The Ottawa River forms the natural and cultural ‘heart’ of western Quebec and eastern Ontario. Plants and animals from its shores and waters recolonized vast regions of this country after the end of the continental glaciation 11,000 years ago. The first aboriginal Canadians came 2,000 years after that. Much later, Europeans came in pursuit of furs, timber and land.
Many of the great names in northern North American exploration used the Ottawa River as a highway into the continent. First, Samuel de Champlain came in 1613, followed by LaVerendrye, Simon Fraser, Sir John Franklin and David Thompson. They and thousands of anonymous aboriginals, coureurs de bois, loggers and Old World settlers traveled, lived, and frequently died along this original trans-Canada highway.
National Capital Region
The city of Ottawa has long been the largest among the 150 or more Ontario and Quebec communities along the Ottawa River. Ottawa was selected as the capital of Canada in the 1850s because it was the meeting point of three major rivers: the Gatineau, the Rideau and the Ottawa. The National Capital Region (NCR) of western Quebec and eastern Ontario now supports a population of over 1,000,000 people. The NCR continues to serve a vital governmental role.

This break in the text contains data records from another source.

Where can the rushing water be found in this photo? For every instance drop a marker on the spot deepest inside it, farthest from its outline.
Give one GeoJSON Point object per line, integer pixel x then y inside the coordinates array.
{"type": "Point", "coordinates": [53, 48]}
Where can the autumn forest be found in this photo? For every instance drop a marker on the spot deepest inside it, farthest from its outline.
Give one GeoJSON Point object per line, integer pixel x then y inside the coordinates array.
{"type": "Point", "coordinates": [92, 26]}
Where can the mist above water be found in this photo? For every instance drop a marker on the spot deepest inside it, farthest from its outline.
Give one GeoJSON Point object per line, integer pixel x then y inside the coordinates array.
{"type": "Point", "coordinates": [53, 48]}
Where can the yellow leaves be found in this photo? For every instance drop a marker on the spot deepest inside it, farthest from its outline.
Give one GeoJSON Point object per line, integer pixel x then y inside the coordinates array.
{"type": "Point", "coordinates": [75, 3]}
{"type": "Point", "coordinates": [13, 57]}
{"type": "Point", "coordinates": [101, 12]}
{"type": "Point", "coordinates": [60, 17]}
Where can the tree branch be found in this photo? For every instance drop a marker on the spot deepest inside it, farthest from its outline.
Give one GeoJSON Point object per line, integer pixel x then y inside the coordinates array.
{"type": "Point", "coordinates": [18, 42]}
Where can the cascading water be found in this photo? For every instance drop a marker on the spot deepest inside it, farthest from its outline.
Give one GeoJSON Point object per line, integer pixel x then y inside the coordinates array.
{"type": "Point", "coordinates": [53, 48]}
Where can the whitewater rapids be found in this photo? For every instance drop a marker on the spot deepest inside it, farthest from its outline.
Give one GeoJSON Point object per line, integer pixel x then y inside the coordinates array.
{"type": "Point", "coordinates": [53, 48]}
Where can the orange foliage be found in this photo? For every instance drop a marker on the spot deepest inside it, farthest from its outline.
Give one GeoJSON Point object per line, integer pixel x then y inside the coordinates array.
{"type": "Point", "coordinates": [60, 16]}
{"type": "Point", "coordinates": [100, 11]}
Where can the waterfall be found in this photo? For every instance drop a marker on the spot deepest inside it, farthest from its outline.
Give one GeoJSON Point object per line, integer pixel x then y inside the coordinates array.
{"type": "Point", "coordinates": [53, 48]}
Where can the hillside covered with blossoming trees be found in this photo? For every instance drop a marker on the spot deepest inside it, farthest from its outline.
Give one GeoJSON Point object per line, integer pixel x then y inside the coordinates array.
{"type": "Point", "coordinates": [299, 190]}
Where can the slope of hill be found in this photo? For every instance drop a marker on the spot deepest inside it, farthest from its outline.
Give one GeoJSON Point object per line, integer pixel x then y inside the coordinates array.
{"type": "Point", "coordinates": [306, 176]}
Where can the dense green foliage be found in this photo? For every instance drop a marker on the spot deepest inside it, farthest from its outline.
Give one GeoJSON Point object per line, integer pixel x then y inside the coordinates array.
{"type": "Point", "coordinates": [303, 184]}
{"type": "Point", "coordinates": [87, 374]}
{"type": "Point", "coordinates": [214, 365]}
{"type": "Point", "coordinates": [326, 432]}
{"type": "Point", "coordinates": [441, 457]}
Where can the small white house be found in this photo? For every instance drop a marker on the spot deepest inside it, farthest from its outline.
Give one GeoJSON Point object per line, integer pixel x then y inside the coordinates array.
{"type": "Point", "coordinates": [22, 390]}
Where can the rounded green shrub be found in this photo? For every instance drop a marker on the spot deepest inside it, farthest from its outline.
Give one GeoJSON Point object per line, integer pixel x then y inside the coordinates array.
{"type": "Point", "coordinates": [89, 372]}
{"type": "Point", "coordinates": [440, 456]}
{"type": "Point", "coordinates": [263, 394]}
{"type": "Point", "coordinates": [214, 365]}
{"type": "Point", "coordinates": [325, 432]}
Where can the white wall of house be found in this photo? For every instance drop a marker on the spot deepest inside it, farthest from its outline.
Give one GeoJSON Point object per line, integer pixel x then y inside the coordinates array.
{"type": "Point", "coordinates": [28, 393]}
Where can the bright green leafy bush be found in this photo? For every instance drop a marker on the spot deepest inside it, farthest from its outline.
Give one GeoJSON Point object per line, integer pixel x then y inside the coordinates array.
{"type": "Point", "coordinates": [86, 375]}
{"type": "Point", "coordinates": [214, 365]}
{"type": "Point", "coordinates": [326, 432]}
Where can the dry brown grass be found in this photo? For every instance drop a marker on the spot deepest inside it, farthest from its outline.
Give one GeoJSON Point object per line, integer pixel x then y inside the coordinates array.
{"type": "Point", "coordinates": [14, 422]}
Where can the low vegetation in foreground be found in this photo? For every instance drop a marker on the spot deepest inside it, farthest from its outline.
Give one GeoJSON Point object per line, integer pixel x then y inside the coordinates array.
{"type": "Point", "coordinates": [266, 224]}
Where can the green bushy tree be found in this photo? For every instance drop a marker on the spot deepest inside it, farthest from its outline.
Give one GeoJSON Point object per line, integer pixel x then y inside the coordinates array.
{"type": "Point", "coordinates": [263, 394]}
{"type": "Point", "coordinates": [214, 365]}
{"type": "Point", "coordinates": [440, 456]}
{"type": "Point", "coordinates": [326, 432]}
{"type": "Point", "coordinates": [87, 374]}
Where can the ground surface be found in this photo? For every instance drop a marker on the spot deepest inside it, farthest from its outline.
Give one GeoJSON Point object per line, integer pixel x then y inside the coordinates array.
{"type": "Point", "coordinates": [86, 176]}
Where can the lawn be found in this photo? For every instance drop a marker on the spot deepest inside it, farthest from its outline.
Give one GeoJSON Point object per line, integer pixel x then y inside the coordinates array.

In the 19th century, the Chaudière Falls encouraged entrepreneurs with the prospect of abundant and inexpensive power. Booming lumber towns grew rapidly along both shores throughout that century. Commercial fishing also thrived at that time. At the turn of the 20th century, a very significant pulp and paper industry grew up along the river and continues to this day.
In more recent times, many high tech industries have located in the NCR and now outperform natural resource based industries. These factors have made the NCR the fastest growing urban area in Canada.
With such growth comes increased demand for greater volumes of drinking water, additional roads, expanded residential development, more interprovincial bridge crossings, improved access to recreational waterways and improved support services. These demands all place additional stress on the already heavily used Ottawa River waterway.